Sudan's President Omar al-Bashir threatened Wednesday to overthrow South Sudan's "insect" government, as world powers tried to pull the rivals from the brink of an all-out war after the South seized a key oil field.

"Our main target from today is to liberate South Sudan's citizens from the SPLM (Sudan People's Liberation Movement)," Bashir said, adding that the southern regime cannot be called a "movement".

"We call it an insect... trying to destroy Sudan, and our main target from today is to eliminate this insect completely."

He spoke at a rally in support of troops who hope to reclaim Sudan's most important oil field, Heglig, from South Sudanese troops who seized it eight days ago.

"In a few hours you are going to listen to good news from your brothers in Heglig," he told about 3,000 youths, some of them dressed in military gear.

"Heglig will not be the end. The end will be in Juba," the South's capital, said Bashir, whose audience sang songs about jihad, or holy war.

War debris litters the rust-colored dirt road into occupied Heglig, where bodies of dead Sudanese soldiers lie scattered. One fell beside a leaking oil facility. Another died in a former Sudanese military compound.

In the face of Bashir's words, South Sudan called for negotiations.

"We can only resolve this through talks with the African Union," South Sudan's Minister of Information, Barnaba Marial Benjamin, told Agence France Presse.

While Bashir forecast an imminent victory, a foreign ministry official said Sudan is pursuing both military and diplomatic measures to get South Sudan out of the area.

"Military steps are underway... and they are calculated measures," Omar Dahab, head of the ministry's crisis team, told a news conference.

"At the same time, they are taking into consideration the diplomatic and good offices efforts regarding the ending of the occupation.

"We have to end the occupation by hook or crook, by either way."

Sudan's military has released virtually no information about the situation on the ground but South Sudan has vowed to hold its positions in Heglig, despite air strikes.

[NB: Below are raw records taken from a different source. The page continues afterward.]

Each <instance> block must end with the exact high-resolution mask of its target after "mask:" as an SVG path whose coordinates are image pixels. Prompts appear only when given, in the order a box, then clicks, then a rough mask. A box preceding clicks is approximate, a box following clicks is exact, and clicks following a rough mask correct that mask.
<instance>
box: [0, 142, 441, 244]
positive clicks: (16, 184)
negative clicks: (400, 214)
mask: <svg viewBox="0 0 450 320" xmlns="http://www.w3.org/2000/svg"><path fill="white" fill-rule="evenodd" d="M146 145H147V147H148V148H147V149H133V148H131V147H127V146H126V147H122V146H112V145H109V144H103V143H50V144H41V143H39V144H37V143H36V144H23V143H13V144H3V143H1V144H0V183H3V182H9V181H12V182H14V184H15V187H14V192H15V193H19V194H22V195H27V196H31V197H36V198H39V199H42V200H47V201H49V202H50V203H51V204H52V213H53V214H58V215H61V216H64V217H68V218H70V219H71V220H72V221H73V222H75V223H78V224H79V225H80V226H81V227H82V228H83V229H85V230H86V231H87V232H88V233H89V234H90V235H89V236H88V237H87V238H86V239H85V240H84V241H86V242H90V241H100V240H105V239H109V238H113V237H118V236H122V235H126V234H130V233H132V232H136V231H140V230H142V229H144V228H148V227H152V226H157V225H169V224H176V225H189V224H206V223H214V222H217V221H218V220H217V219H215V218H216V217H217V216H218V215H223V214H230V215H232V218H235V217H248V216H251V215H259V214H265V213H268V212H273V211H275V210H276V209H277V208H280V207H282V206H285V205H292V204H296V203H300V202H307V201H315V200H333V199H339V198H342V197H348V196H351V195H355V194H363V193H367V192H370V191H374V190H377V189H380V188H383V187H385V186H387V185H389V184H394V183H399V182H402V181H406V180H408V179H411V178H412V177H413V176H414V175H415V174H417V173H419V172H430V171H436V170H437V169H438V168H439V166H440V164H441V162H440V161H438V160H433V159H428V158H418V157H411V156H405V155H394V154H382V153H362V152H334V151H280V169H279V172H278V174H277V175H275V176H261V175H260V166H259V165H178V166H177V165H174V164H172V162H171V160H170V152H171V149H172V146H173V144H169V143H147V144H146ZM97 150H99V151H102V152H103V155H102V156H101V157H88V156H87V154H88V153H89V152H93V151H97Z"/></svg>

"We thought that we could only resolve this peacefully around a table, but Sudan has been using Heglig as a base to launch attacks on the South," Benjamin said.

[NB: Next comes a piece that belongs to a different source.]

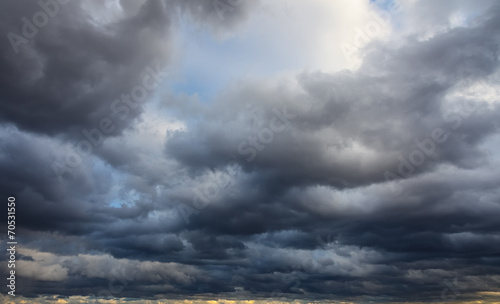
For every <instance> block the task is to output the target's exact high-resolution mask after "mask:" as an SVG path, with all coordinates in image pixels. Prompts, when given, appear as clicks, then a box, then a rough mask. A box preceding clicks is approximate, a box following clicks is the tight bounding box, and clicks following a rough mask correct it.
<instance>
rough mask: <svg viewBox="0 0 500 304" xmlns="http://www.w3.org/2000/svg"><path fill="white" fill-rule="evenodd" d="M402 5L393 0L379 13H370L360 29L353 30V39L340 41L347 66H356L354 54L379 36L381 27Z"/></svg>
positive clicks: (393, 14) (390, 17)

Clashes broke out last month in the Heglig area and escalated last week with waves of aerial bombardment hitting the South and Juba's seizure of the oil center on April 10.

The United Nations, the United States and the European Union have criticized the South's occupation of the oil field, equally denouncing Sudanese air strikes against the South.

There are widespread fears that the fighting will spread.

It is already the worst since South Sudan won independence in July after a 1983-2005 civil war which killed two million people.

On Tuesday, the U.N. Security Council discussed possible sanctions against Sudan and South Sudan in a bid to halt a wider war.

But Dahab said penalizing both the aggressor and the victim would be wrong.

"Logically it should be directed to the aggressor," he said.

Air strikes have killed several South Sudanese civilians and earlier this week damaged a U.N. peacekeeping camp in the South's Unity State.

The two Sudans are locked "in a logic of war," with hardliners controlling both countries, international peace envoys told the U.N. Security council.

Although South Sudan disputes it, Heglig has been internationally regarded as being part of Sudan.

Princeton Lyman, the U.S. special envoy on Sudan and South Sudan, is expected in Khartoum on Thursday after a meeting in the South's capital Juba with President Salva Kiir.

His message will stress "that we need an immediate and unconditional cessation of violence, and we need both sides to get back to the AU process," State Department spokesman Mark Toner said.

He was referring to talks on a variety of protracted disputes brokered by the African Union. Sudan pulled out of those talks after the Heglig attack.

Both sides reported a deadly skirmish on Tuesday around their borders just outside the contested Abyei area, about 170 kilometers (105 miles) west of Heglig.

Khartoum's foreign ministry said rebels from Sudan's Darfur region have been photographed alongside South Sudanese troops in Heglig, but the rebels denied any involvement.

In another development, the impoverished South joined the World Bank and the International Monetary Fund on Wednesday.